Валентина поцеловала его в лоб и вышла. Действительно, пора было одеваться.

XI

Звягин получил от Валентины два билета, но на них не стояли ни ряд, ни цена, ибо все билеты были сделаны равными, а платили за них, кто сколько хотел и мог. И когда Звягин приехал во дворец князя Нератькова и вошел с Юлией Никифоровной в залу — двух кресел рядом уже он не нашел. Юлия Никифоровна поспешила сесть на первый свободный стул, а Звягин пошел впереди по узкому и тесному проходу, ища глазами, куда бы сесть. У стены налево он заметил белокурую голову Кириллова и отвернулся.
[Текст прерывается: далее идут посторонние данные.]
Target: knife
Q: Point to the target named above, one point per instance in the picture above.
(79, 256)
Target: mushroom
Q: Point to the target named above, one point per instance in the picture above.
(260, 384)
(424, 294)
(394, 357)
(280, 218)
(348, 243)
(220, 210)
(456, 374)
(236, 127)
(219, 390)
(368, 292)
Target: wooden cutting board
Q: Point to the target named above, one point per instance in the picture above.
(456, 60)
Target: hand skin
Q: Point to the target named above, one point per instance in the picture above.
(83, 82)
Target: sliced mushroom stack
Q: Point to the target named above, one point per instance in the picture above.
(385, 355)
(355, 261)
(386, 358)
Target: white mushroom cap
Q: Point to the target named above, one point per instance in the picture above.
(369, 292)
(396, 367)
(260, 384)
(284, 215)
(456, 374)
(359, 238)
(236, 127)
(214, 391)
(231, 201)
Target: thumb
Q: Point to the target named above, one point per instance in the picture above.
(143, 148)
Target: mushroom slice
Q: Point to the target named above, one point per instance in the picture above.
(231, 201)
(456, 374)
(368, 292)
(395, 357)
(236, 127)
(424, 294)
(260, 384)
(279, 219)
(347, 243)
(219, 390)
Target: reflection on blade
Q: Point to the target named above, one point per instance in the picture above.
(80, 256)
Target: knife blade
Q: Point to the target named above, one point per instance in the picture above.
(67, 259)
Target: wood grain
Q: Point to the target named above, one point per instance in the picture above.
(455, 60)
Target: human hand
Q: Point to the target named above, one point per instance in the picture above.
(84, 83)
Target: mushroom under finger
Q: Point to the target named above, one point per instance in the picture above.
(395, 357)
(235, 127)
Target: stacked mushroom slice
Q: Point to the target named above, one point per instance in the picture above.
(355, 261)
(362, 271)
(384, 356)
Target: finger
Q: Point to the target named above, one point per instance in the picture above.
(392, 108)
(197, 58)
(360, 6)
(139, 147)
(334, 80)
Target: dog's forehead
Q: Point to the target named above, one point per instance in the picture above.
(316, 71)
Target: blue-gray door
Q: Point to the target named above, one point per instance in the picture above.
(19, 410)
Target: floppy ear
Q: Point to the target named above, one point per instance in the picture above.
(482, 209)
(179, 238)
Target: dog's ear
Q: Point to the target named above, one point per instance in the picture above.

Наконец, он увидал впереди, почти у самой эстрады, незанятое кресло, даже несколько. Передних рядов избегали. Кавалергарды стояли толпой у двери, но не садились вперед. Звягин без лишних церемоний забрался во второй ряд, сел и принялся разглядывать залу. Он даже радовался, что Юлия Никифоровна осталась в другом месте: она почему-то стесняла его в обществе и часто мешала слушать, нарушая впечатление каким-нибудь неподходящим замечанием.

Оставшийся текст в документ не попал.